Wypowiedź Andrzeja Dudy o tym, że zdrożał chleb i cukier, "ale z kolei w ogromnym stopniu potaniał olej", nie dotyczyła ogólnych zmian cen na rynku - co sugerowali internauci i politycy. Prezydent odniósł się do konkretnych materiałów dziennikarskich i w tym porównaniu nie było manipulacji. Natomiast porównując siłę nabywczą pensji minimalnej, minął się z prawdą.
Krótki, 11-sekundowy fragment z wystąpienia Andrzeja Dudy 28 lutego w Kozienicach, gdy ubiegający się o reelekcję prezydent mówił o cenach żywności, wywołał burzę w sieci i komentarze polityków. Prezydent stwierdził bowiem: "O 25 procent zdrożał chleb i o 25 procent zdrożał cukier, ale z kolei w ogromnym stopniu potaniał olej".
"Odstawcie chleb i cukier, pijcie olej, bo potaniał"! - komentował autor jednego z tweetów, w którym zamieszczono nagranie.
Nagranie to w przerobionej wersji pojawiło się m.in. na oficjalnym profilu Koalicji Obywatelskiej na Twitterze. "Wszystko zdrożało, ale potaniał olej... Cieszycie się"? - napisał autor tweeta.
W przerobionej wersji filmu głos Andrzeja Dudy nałożono na wystąpienie Władysława Gomułki. "Staliśmy nad przepaścią, ale zrobiliśmy wielki krok do przodu" - napisano na planszy kończącej film. Podobne ironiczne nawiązania pojawiały się w innych wpisach polityków Koalicji Obywatelskiej w mediach społecznościowych. "Za Gomułki ceny żywności rosły ale staniały lokomotywy. Za Dudy wszystko drożeje ale olej jest tańszy" - napisał poseł Sławomir Neumann.
"Kupił chleb i pasztetową, a o oleju zapomniał. Kłamać jak z nut. Kłamać na zawołanie. Kłamać jak Duda. 'Ceny przejściowo wzrosły', a 'olej potaniał'. #DudaDość" - pisał na Twitterze poseł Michał Szczerba.

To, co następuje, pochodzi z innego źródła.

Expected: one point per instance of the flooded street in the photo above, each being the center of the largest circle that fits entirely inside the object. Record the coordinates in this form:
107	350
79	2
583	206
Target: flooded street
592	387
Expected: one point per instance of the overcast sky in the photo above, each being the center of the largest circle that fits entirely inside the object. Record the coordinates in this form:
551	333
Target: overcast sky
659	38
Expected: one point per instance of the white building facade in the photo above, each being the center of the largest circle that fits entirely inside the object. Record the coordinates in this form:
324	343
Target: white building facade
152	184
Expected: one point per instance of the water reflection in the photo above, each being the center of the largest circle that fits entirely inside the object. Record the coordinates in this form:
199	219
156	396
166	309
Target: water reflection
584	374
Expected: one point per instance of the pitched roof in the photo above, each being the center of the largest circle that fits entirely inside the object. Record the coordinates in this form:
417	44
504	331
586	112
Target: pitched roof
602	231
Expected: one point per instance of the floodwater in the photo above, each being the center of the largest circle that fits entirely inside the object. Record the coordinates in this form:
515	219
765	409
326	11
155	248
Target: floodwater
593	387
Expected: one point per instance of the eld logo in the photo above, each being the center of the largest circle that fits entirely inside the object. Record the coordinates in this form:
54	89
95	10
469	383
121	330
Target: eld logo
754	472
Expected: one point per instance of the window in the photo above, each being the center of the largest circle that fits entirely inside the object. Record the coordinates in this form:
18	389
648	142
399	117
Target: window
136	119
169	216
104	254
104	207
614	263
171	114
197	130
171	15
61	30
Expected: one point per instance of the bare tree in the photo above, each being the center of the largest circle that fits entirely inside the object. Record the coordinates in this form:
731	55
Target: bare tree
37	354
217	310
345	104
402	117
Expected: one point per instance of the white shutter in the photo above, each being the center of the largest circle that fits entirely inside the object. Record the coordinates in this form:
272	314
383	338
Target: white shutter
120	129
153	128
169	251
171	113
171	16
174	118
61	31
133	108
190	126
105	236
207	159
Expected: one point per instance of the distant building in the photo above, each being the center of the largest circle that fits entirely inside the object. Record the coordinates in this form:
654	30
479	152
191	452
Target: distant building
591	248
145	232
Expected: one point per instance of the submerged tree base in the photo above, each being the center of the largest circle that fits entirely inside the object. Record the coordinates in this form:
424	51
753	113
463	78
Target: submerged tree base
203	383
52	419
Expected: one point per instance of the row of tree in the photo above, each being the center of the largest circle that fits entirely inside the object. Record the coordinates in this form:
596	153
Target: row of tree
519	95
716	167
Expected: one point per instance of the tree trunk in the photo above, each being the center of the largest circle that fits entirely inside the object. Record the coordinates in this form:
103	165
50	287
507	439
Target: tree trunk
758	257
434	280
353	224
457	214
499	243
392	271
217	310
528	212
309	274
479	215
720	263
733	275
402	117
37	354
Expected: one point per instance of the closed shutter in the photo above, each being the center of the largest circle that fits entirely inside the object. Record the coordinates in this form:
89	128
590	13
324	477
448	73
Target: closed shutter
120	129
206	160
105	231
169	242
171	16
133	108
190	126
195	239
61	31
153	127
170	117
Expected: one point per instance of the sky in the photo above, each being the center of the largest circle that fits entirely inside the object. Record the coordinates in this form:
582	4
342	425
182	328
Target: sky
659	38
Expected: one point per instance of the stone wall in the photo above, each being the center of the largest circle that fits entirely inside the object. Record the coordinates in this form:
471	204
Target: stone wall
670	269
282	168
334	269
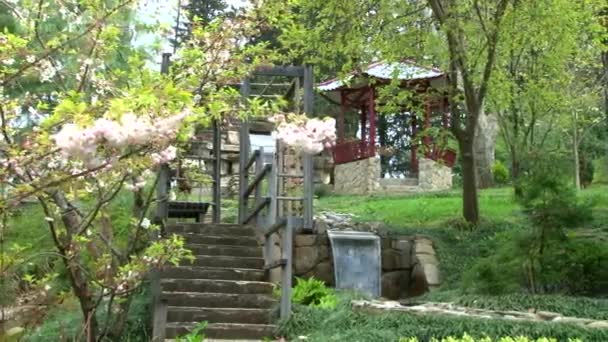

"Olej w pełniejszym kontekście"
Na okoliczność, w jakiej padła cytowana wypowiedź Andrzeja Dudy, zwrócił uwagę na Twitterze Marcin Kędryna, jeden ze współpracowników prezydenta. "Olej w pełniejszym kontekście" - napisał, zamieszczając kilka dłuższych fragmentów wystąpienia w Kozienicach - łącznie ponad dwie minuty wypowiedzi.
Przytoczone fragmenty są dowodem, że prezydent nie wypowiadał się o ogólnym wzroście cen żywności i konkretnych produktów. Odnosił się do ustaleń dziennikarzy piszących o "koszyku Andrzeja Dudy". Chodzi o zakupy, które w marcu 2015 roku Duda jako kandydat w wyborach prezydenckich zrobił w jednym z popularnych sklepów spożywczych w Milówce w woj. śląskim.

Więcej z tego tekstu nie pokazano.